Thursday, June 28, 2007

Professional Insult

I've been pretty busy with work and setting up a new Linux box after work these days (more on the latter in a later post), but today, I was served with such a huge insult at work that I just had to write about it. Allow me to provide you with some background.

I have been working on a project whereby we had originally expected to deliver code production yesterday. As it so happens, our UAT team took so long to start testing that there was no way we would make that production date, and we told them so. Unfortunately, our clients went ahead anyway and announced that we would be in production yesterday. You can imagine their shock when they realized that they made a boo-boo.

At any rate, the big kahuna at my company gets a whiff of this and says we'll get to production by next Tuesday (day after the Canada Day long weekend) instead. This of course would mean that we need to have it to our test team by tonight, so that they can test all of tomorrow (a Friday). This would leave the entire long weekend for UAT. Getting dev done by end of day today is a reasonable thing to say, provided that when we break down the outstanding tasks, we conclude that this target is in fact realistic. The thing is, it's not that realistic. These things take time to investigate and therefore to get things done by the target date (end of day today), we would be putting in some long hours. Not a nice thing to see just before a long weekend. To make matters worse, the big kahuna said that if we get the work done by EOD today, we get an extra vacation day.

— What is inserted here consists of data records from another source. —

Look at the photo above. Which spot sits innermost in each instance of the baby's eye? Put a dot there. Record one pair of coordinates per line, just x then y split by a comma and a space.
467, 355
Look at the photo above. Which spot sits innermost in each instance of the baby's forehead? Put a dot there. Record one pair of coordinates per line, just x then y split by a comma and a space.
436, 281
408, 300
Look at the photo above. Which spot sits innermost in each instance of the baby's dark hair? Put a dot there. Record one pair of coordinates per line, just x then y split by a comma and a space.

I was only completely floored by this comment. After the shock subsided, I just felt plain insulted. After all, I was just bribed to get work done more quickly. We all realize that there are client pressures. We are all professionals here, and we know what needs to be done. We try our hardest to get things done in the allotted time. I don't need someone dangling a carrot in front of me in order to motivate me. Not only that, why were other teams who also had experienced similar crunches never similarly rewarded? This was just very unprofessional on his part, and the worst part is that he didn't even realize how unprofessional it was.